If the reel felt like that then there was something wrong. All the samples I used felt smooth. I contacted our QC manager here and there have been no samples sent to us if there is a problem. We can't correct any issues if we are not made aware of it or given samples.

The Malaysia thing makes me laugh. If you guys only knew how much more advanced that factory is when compared to Japan. And if you knew more about the production of the Curado you would have a heart attack. For a hint I'll say don't let what it says on the foot determine where the reel is being assembled...They have the capability to turn out some really cool products with the latest and greatest equipment. I know their new QC manager so if there is a problem I will find out and contact him personally.


----------



## Surf Smirf

Speckled said:


> Malaysia?
> 
> BTW, anyone notice the the *"New" Chronarch 200E* is basicly a* Curado 200E*, just repainted white/black and now cost $199.
> 
> Saw one of those the other day.
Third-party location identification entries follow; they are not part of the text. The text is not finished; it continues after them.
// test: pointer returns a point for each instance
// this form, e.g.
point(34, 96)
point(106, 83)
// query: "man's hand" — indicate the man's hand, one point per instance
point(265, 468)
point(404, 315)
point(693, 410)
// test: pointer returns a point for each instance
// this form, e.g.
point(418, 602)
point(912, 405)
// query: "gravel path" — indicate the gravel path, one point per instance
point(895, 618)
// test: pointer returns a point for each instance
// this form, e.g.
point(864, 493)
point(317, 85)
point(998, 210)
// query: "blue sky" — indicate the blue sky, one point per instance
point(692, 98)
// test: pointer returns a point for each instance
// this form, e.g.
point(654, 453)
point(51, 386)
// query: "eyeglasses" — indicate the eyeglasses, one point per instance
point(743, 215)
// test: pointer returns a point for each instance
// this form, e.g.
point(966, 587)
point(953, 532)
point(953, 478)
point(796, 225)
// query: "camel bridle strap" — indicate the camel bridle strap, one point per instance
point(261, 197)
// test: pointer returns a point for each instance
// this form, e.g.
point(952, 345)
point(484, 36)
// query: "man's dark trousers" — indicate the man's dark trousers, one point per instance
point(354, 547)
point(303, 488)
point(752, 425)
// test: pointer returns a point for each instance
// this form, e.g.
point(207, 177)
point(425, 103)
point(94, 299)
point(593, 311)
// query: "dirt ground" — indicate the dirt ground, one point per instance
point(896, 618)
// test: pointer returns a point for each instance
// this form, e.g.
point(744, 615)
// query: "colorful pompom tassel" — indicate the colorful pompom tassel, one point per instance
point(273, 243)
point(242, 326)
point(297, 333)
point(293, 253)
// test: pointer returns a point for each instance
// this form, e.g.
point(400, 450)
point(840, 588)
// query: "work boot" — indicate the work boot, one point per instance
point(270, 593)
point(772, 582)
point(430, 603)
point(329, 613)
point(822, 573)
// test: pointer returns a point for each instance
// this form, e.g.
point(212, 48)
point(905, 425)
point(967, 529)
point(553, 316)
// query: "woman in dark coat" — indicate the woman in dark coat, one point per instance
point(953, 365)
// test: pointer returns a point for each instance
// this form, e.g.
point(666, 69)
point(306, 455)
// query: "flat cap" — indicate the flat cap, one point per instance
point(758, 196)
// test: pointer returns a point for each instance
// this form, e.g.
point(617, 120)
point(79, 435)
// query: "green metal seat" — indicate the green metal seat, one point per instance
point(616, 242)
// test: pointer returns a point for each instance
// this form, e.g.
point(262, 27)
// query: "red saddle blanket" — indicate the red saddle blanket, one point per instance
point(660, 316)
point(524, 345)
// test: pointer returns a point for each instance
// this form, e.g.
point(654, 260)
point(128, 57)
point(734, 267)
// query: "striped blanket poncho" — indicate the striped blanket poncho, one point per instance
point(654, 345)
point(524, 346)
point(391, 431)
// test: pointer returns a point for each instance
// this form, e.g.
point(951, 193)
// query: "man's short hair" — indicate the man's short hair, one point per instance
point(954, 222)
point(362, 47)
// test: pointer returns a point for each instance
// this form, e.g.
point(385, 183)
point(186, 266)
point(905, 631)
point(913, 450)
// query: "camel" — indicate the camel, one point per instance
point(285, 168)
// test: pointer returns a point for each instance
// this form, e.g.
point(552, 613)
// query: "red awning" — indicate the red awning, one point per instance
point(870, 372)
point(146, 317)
Hard to look at IMO. Are they trying to make it look like Barney Fife's patrol car? Ugly, ugly, ugly!


----------



## Dick Hanks

All of this info about Curados prompted me to dig one out that I haven't used in many years. On the side plate it has: CU 200 and on the line guide cover: Bantam "Curado". I'm a little color blind but it appears to be a dark green/charcoal color. Under the foot is a small round silver sticker that has "Shimano" "CA-S". I guess it wasn't used much if the sticker is still there! Is that what you call the "green" one? 

I'm ready to put it to work again this winter for trout and reds. It will be on a 7 ft med action rod. Currently has 12# braid with a 2ft, 14# floro leader. Would I be better off with 10# or 12# mono? I know a surface plug works better with mono but I'll only be using the surface plugs about 10 to 20% of the time. Any other advice would also be appreciated.


----------



## Bantam1

Yes this is the Curado B model. You can use braided line or mono. The reel won't care.


----------



## baytownboy

The best as far as I am concerned is the green Curado 200BSF, super free reel, I have 5 and will never change to the newer reels.


----------



## Bigdaddy4360

Man I have not seen a 100D in along time!!!! any body got a extra they need to get rid of??


----------